Wednesday, September 29, 2010

Happy Anniversary

Fifteen years ago, Jason and I got married. There were the normal family dramas and the mix up with the bridesmaids’ dresses and all the false importance of each and every moment. But then, after a two-minute ceremony, we were married.

We had lived together for a few years at that point, and our finances were already joined and we had already had “The Fight” in which it was determined that we were in this in a forever kind of way. But the real dreaming did not start until after that day.

There’s the dream in which we open a cafe or a hostel, and we enjoy the life that passes through our doors. There’s the one where we somehow vanish into the wilderness and live on berries and love. There’s the one where we live in a funky loft apartment in an urban area. There’s also the one where we get some land and we figure out how to be farmers.

Tonight, as we sipped our cocoa and watched the moon rise with a thick ring of moisture and  talked about the weather, we toasted our anniversary.

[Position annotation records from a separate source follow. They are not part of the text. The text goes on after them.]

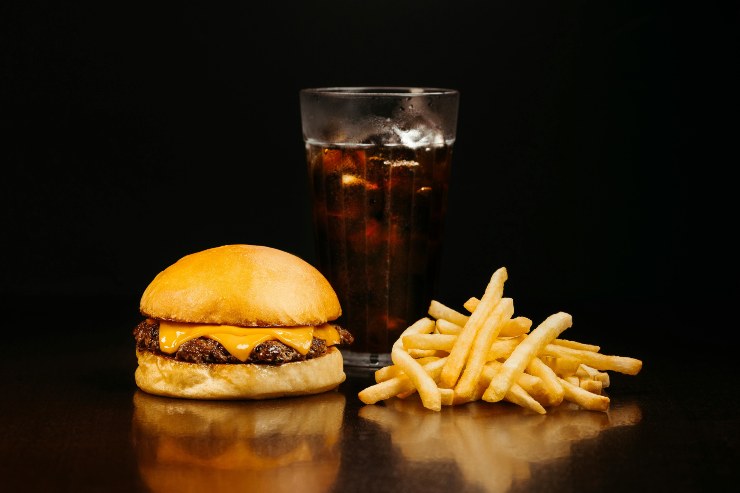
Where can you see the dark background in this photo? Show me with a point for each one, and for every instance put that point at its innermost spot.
(596, 142)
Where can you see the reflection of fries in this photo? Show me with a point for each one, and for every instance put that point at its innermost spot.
(451, 359)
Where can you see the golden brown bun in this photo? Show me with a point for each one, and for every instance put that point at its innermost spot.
(246, 285)
(167, 377)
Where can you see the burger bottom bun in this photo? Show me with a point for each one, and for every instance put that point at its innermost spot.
(168, 377)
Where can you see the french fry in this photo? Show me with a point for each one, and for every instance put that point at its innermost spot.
(593, 386)
(426, 353)
(429, 341)
(397, 385)
(515, 326)
(563, 366)
(532, 385)
(447, 327)
(481, 345)
(441, 311)
(621, 364)
(388, 372)
(584, 398)
(554, 392)
(511, 328)
(421, 380)
(502, 348)
(576, 345)
(461, 349)
(530, 347)
(516, 394)
(452, 359)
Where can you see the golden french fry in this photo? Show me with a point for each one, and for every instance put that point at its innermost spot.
(429, 341)
(533, 385)
(422, 381)
(517, 395)
(529, 348)
(554, 393)
(452, 359)
(447, 327)
(511, 328)
(461, 349)
(584, 398)
(621, 364)
(441, 311)
(563, 366)
(502, 348)
(385, 389)
(576, 345)
(448, 397)
(515, 326)
(426, 353)
(388, 372)
(397, 385)
(481, 345)
(593, 386)
(471, 304)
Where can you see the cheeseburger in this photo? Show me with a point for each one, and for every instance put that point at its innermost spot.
(239, 322)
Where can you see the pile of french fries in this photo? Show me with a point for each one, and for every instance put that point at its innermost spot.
(450, 358)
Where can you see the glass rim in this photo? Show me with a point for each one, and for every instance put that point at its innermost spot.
(374, 91)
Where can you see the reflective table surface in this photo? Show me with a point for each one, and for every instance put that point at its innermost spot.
(73, 420)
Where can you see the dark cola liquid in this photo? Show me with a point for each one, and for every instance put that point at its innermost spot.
(378, 215)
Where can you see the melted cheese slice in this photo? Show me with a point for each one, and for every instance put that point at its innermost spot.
(240, 341)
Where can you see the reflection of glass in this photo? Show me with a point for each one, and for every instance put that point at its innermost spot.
(492, 445)
(278, 445)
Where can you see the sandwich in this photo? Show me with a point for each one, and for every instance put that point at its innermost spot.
(239, 322)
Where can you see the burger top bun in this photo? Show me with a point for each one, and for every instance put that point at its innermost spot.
(245, 285)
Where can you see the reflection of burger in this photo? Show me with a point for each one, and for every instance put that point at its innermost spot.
(278, 445)
(239, 322)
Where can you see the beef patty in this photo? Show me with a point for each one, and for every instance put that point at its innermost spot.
(205, 350)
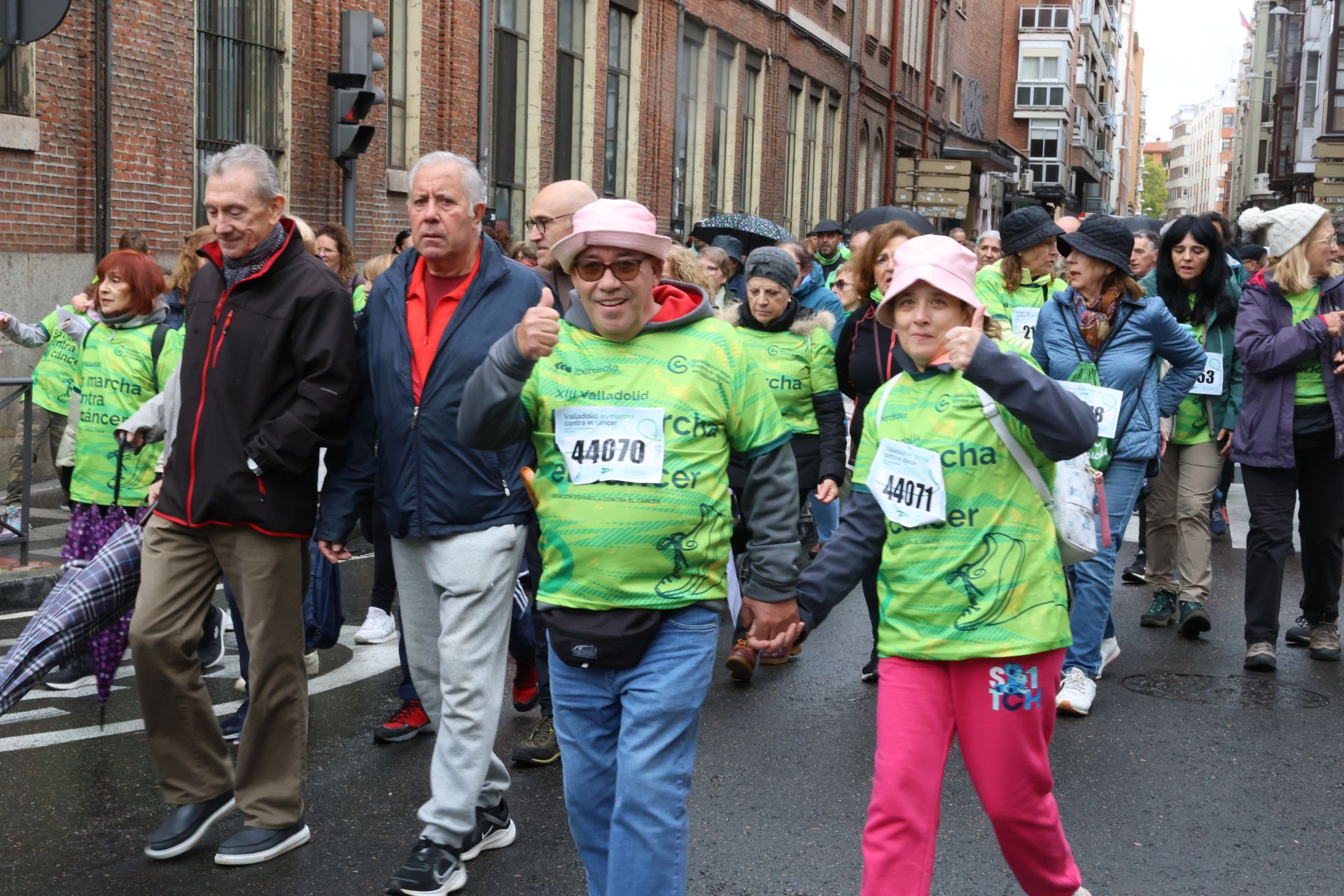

We celebrated this dream we’re living.

Then Jason said, “ What if we...,” and I knew I made the right choice so many years ago.

Tuesday, September 28, 2010

I Am Not Agoraphobic

I just like to be at home.

I can even see how it’s unfair of me. I can see how many of the people I love share this trait of liking home best of all. But when I weigh pottering about in my garden- or reading in my blue chair or rearranging the garage or hanging laundry or running the mower- against standing around at someone else’s house, I am often sorely tempted to stay home.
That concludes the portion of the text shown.